That said I would nurse.
the breastfeeding relationship I have with my daughter has been tremendously important to my growing into the kind of mother I am and I wouldn't trade that for anything. I honestly think (for me personally) that the being needed 24h a day 7 days a week for nourishment with out reprieve in the beginning was so hard on me but I really needed it. I feel if i could have given her a bottle or had someone else take her because she took bottles I would have connected less with her and would have taken more time away from her. Obviously this isn't the case for everyone but establishing this relationship was one of the hardest things I have ever done and it really has taught me so very very much.
I agree with this totally. I was not a particularly maternal person before children. In fact, most of my family was shocked that I decided to have children LOL! The nursing relationship really did more for me along the path of becoming a mother, IMO, than any other form of infant feeding.
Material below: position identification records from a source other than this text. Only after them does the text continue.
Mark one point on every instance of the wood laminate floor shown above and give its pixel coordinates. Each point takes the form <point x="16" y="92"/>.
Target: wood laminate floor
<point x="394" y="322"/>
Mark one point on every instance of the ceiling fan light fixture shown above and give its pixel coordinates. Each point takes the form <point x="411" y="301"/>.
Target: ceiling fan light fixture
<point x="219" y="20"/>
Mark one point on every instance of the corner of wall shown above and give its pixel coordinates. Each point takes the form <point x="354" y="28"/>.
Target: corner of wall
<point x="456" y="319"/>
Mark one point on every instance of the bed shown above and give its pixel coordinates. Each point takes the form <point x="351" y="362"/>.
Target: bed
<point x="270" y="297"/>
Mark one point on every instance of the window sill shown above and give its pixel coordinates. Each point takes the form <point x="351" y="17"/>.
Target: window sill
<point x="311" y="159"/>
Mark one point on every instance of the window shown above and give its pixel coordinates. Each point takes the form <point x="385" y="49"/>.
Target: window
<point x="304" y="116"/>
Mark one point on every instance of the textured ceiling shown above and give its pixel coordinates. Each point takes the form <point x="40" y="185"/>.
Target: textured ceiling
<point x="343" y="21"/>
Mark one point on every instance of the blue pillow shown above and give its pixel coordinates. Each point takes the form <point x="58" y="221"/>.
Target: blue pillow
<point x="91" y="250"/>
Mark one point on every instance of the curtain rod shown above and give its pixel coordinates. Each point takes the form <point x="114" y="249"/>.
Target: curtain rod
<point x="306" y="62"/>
I also think that we tend to perceive those mothers who nurse as "lucky." Nursing is not always easy with no one ever there to take over a feeding, to give mom an extra hour or so of sleep at night, etc. I'm not saying that EBF is easy, but neither is BFing. I have the utmost respect for mothers who make EBF a reality or their children. If I were working, I don't know how long I would have been able to give my girls BM. So, major kudos to pumping moms!

Wherever each of us stands on this issue, we should at least be able to appreciate and consider the other side and not bash those who chose differently, or take offense because not everyone agrees.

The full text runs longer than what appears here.